History unfolding from phauly on Vimeo.
7 July 2005
08.50 London is struck by three bombs.
09.18 (just 28 minutes later) on Wikipedia, the user Morwen creates the page “7 July 2005 London bombings”.
10.38 76 different Wikipedians made 250 edits to this page already, trying to make sense of reality in realtime …
By the end of the day the Wikipedia page “7 July 2005 London bombings” have been edited 2581 times!
The video “History unfolding” shows the evolution in time of the Wikipedia page “7 July 2005 London bombings”. Technically, I extracted from the API all the revisions of the Wikipedia page and I got a screenshot of each of them using Firefox with Page Saver extension running on an X virtual framebuffer (I tried khtml2png but I was unable to install it). Then I put together all the screenshots with mencoder and added the audio.
Wikipedia pages are released under the Creative Commons Attribution-ShareAlike License. The soundtrack I added is Unfinished History by Johaness Gilther, released on Jamendo as Creative Commons Attribution-NoDerivs. So my video is released under Creative Commons Attribution-ShareAlike License. Enjoy!
The video is just one example of history unfolding under your eyes as it develops, of how people create their collective memories in real time.
We can now investigate how we, as a society, create our world, our perceptions of the past.

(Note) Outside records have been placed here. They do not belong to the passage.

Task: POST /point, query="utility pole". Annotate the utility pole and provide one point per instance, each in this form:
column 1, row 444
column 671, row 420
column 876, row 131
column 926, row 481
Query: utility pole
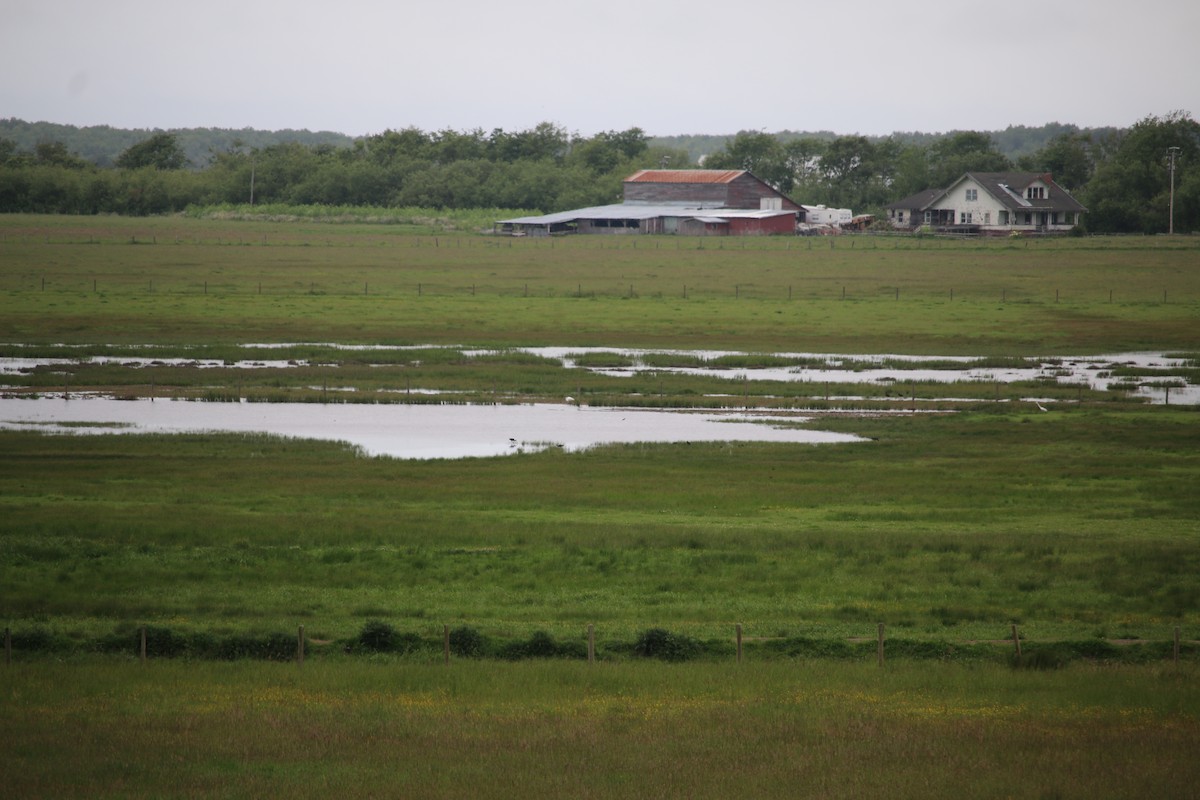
column 1171, row 152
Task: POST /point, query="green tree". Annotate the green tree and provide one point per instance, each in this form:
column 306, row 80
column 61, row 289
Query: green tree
column 757, row 152
column 1067, row 157
column 160, row 151
column 55, row 154
column 1131, row 190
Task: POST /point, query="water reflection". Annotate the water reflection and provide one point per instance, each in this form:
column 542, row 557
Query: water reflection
column 409, row 431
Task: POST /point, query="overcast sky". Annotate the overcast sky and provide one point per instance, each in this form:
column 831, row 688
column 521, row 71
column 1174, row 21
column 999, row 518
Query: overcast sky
column 666, row 66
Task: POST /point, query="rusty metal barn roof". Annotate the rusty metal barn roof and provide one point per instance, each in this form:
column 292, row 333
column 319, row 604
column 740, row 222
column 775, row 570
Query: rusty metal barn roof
column 640, row 211
column 684, row 175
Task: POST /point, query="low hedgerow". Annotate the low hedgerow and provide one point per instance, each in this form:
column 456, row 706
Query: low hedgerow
column 381, row 637
column 659, row 643
column 543, row 645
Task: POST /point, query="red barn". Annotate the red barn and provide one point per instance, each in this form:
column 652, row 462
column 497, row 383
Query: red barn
column 691, row 202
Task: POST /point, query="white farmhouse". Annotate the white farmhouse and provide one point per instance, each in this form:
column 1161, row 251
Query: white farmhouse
column 991, row 203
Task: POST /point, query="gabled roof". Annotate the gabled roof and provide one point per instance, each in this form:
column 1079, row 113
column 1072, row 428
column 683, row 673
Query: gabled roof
column 1008, row 190
column 645, row 211
column 685, row 175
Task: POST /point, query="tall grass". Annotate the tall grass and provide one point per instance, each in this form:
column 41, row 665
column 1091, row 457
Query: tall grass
column 102, row 729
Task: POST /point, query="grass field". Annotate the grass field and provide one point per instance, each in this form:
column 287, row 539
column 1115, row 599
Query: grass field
column 552, row 729
column 1078, row 524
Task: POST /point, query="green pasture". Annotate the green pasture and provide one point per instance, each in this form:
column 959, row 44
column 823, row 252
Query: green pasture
column 1078, row 525
column 199, row 281
column 553, row 729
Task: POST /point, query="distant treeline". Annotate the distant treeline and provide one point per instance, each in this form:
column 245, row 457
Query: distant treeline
column 1121, row 175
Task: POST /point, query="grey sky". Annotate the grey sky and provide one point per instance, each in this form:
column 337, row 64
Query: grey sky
column 666, row 66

Now we can research past, present and future! And control it together!
“Who controls the past, controls the future; who controls the present, controls the past.”
Nineteen Eighty-Four – George Orwell
I see no mention of the “Wikipedia Timelapse” video (original, better quality) first uploaded to Youtube on March 2006. I’m surprised you haven’t heard of it :) Anyway, it was about time someone made a higher resolution version. Thanks!
I haven’t heard of if before! Is it you the one who created the video?
Incredible we both choose the same Wikipedia page for it!!!
It wasn’t me, though I’m flattered you’d think so :) I heard of it some years ago and actually thought many wikimedians knew it. Maybe it should be more well-known.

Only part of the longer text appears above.